I am exploring my own leg system, and it is quite energy demanding. 
I was hoping some robotic tech could create a humanoid robot (like Chappie) to
do the manual labor.(Farming, small business labor) 
I've spent a lot of time studying cats lately, what their skeleton looks like and how they move. So, I have a very good idea of why they are built the way they are and why the skeleton moves as it does. A good bit of why quadrupeds are stable on 3 legs has to do with where the center of gravity is. The weight of the head and neck brings this forward to not far behind the shoulders. A quadruped can not walk without a head extending out and shifting the CG forward. I've plotted this out on plain old graph paper!
After plotting footfall patterns for walking I found that the cat is statically stable over a good bit of 3 legged positions, it is at the extremes of the walking gate that momentum must carry through.
Bipeds are different and rely on the foot to be statically stable, it can never statically balance on 2 points. Now, take a look at Mossimo:
https://www.youtube.com/watch?v=-qrLOtgYIWsMossimo does not actually walk like a human, the legs never stretch out, and are in fact closer to the rear leg of a quadruped. Note also the large feet (which is unneeded in a quadruped). Note also how it shifts it's torso back and forward to adjust the CG.

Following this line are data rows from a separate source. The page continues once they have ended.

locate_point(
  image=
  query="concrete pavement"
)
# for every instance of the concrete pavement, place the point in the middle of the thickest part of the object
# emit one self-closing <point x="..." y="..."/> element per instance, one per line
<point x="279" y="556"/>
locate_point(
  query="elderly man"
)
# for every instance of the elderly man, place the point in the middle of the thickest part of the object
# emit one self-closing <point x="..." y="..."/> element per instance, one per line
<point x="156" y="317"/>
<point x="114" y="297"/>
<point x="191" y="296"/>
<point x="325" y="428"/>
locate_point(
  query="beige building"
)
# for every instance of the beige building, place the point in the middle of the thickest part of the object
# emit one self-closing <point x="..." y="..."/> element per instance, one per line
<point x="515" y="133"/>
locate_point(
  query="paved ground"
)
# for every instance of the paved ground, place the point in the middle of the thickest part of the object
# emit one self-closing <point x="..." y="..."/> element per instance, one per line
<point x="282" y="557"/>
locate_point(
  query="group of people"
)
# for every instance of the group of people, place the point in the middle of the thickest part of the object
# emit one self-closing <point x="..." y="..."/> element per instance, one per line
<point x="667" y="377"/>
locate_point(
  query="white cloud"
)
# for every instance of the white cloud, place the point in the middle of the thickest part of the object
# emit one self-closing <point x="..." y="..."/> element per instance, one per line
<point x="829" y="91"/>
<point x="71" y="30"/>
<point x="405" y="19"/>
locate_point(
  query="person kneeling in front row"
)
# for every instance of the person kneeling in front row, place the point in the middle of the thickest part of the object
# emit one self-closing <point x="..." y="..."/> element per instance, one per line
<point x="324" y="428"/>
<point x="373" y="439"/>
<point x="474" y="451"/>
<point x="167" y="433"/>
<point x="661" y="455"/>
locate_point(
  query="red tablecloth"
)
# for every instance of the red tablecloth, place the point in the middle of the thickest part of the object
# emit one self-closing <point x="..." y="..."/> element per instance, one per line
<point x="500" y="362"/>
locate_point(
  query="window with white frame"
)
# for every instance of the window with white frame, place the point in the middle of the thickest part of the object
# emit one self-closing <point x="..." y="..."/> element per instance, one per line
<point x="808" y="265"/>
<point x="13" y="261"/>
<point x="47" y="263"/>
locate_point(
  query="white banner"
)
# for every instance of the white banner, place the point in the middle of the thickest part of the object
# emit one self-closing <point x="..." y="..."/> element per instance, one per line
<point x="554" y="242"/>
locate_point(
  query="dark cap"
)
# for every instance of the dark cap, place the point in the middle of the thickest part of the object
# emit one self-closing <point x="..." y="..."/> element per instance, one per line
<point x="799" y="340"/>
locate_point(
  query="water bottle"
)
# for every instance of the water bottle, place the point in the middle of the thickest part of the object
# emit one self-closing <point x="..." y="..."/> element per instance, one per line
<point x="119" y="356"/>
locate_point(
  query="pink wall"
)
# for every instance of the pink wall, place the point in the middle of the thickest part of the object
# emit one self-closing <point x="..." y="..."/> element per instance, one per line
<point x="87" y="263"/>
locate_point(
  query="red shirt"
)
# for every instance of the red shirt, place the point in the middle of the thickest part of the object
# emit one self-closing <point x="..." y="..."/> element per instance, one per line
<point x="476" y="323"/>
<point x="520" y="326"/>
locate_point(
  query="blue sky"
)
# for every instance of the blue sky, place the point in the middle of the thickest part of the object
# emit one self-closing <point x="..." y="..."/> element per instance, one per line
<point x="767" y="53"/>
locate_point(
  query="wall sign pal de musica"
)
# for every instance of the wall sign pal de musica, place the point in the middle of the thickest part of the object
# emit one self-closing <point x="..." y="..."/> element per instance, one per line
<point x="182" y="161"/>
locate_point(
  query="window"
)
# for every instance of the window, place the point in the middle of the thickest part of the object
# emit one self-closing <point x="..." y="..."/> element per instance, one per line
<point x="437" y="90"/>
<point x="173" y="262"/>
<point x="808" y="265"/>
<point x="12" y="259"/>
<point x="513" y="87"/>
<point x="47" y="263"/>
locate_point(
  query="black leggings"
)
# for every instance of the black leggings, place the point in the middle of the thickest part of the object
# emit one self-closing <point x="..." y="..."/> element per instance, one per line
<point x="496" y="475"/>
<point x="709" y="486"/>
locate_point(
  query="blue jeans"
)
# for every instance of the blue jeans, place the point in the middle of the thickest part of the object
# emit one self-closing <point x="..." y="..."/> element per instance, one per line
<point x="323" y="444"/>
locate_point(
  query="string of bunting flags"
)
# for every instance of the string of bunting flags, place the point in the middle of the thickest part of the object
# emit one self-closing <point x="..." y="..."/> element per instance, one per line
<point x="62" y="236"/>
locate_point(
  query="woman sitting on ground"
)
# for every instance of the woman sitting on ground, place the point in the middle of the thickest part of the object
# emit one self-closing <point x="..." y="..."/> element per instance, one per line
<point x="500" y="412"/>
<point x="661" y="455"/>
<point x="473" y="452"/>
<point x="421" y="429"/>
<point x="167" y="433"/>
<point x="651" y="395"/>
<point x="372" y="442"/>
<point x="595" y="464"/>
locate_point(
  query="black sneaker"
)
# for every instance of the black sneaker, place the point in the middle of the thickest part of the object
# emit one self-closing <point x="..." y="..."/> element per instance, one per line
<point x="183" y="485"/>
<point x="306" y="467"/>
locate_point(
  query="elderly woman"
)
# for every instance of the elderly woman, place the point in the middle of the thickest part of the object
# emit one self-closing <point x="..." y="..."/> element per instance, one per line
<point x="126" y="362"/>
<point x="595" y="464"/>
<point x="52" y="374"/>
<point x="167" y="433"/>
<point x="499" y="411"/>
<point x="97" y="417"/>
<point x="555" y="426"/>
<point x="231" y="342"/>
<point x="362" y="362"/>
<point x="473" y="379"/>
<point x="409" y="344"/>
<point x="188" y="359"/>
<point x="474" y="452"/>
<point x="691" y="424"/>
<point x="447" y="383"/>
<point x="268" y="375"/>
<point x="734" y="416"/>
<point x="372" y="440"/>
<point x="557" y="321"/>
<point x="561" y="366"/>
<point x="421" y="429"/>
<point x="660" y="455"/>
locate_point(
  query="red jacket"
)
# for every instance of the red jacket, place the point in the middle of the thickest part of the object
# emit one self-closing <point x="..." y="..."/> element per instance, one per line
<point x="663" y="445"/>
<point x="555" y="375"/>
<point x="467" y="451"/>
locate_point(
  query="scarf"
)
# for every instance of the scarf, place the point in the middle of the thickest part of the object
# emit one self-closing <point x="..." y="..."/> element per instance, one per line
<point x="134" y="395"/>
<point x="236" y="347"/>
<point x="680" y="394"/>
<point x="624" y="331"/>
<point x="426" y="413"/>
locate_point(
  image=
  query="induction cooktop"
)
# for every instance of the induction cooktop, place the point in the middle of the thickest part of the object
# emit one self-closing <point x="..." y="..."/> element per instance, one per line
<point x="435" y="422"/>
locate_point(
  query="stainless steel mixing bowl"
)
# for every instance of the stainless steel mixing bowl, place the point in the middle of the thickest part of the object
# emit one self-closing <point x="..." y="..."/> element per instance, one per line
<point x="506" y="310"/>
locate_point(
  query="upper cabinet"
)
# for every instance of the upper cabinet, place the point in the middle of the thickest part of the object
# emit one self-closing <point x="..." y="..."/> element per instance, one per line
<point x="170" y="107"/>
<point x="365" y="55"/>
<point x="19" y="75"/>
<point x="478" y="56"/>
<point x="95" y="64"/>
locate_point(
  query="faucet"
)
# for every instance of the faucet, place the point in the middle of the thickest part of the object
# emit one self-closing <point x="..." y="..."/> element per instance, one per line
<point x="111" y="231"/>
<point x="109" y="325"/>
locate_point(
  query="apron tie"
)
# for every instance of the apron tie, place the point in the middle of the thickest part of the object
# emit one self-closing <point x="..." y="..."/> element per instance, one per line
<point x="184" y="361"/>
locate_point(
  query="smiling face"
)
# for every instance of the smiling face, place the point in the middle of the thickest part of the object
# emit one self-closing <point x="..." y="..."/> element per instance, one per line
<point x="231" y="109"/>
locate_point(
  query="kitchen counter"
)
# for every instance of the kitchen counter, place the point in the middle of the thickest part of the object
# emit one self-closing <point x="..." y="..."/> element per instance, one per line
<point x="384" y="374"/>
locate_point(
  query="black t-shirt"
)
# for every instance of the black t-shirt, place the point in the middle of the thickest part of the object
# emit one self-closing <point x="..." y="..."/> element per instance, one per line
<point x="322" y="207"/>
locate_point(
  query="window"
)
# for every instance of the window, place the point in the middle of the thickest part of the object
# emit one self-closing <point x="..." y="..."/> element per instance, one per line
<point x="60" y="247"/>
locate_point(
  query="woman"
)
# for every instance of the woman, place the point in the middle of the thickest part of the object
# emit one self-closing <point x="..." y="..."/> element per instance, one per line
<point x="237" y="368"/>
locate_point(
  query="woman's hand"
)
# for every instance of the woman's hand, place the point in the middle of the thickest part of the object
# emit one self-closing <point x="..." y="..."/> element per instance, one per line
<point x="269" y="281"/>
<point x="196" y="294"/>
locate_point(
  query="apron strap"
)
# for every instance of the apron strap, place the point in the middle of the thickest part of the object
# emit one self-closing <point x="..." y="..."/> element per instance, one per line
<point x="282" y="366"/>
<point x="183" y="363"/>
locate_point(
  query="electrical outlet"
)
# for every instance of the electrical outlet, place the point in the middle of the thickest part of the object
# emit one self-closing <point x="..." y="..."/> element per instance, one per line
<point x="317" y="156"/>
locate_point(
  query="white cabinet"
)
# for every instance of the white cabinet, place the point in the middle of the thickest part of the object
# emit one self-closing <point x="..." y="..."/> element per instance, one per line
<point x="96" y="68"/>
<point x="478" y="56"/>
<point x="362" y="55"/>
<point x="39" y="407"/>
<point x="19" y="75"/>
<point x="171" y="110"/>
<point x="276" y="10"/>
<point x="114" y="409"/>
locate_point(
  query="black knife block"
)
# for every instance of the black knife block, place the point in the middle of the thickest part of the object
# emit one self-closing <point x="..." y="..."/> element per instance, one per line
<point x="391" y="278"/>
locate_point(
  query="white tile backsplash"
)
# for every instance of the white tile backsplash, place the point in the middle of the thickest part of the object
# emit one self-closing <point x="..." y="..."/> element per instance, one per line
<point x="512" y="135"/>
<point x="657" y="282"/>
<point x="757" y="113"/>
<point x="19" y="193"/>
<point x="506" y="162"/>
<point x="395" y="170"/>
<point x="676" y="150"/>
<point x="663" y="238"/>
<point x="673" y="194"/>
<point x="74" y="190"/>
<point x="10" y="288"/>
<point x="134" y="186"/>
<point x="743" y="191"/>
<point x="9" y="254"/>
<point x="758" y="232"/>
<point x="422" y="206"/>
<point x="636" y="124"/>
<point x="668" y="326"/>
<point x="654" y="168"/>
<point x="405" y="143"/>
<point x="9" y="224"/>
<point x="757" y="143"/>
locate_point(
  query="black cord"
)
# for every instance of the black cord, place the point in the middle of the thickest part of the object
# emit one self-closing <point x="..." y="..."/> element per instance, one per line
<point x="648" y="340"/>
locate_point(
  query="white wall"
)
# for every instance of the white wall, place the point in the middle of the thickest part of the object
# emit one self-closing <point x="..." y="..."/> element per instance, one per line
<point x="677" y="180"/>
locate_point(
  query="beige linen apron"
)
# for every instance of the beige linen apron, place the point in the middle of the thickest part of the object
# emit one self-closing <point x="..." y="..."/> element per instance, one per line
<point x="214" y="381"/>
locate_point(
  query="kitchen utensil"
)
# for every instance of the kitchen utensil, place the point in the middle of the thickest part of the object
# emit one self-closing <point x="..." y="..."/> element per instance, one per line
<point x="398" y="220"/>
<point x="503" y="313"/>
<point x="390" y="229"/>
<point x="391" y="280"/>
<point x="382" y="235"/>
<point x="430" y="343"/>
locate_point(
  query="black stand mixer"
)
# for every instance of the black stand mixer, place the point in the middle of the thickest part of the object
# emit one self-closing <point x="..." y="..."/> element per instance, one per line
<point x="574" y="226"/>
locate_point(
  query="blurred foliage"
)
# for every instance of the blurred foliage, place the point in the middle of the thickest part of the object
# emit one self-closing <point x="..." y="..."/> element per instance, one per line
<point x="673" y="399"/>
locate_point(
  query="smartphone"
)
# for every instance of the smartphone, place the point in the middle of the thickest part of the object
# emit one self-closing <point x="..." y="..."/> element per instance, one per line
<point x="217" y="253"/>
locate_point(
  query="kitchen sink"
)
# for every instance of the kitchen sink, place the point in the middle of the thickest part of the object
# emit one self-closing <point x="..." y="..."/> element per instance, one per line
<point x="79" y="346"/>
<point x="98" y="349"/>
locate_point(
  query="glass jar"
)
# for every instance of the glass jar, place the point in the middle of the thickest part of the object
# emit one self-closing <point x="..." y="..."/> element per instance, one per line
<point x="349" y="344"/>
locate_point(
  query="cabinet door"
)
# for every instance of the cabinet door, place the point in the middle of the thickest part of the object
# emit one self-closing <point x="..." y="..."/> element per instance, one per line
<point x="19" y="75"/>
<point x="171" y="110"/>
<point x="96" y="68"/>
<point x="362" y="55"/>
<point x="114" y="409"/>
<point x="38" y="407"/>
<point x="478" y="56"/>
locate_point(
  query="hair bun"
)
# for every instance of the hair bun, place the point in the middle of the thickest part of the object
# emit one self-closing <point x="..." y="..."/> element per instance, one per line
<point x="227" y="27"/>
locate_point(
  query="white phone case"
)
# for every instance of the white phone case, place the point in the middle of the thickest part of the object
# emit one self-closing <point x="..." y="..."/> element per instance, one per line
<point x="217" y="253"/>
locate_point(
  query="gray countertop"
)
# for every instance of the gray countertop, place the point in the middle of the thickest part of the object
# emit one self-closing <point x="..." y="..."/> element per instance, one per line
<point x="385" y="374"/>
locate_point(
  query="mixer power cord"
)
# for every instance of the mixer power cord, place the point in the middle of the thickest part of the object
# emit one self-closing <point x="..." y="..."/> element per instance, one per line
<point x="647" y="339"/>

What I am suggesting is that you plot out leg and body movements and tipping points and see what you discover. You can not build a successful biped or quadruped without the geometry being correct, the architecture has to follow the math. What happens is that most people build out of what robot parts are available and the geometry and CG gets pushed back in importance where as it should be the first concern, not the last.
With my quadruped I had a real starting point as I went from nature, and what I found is that nature does things for good reasons. We need to consider the why and learn from it.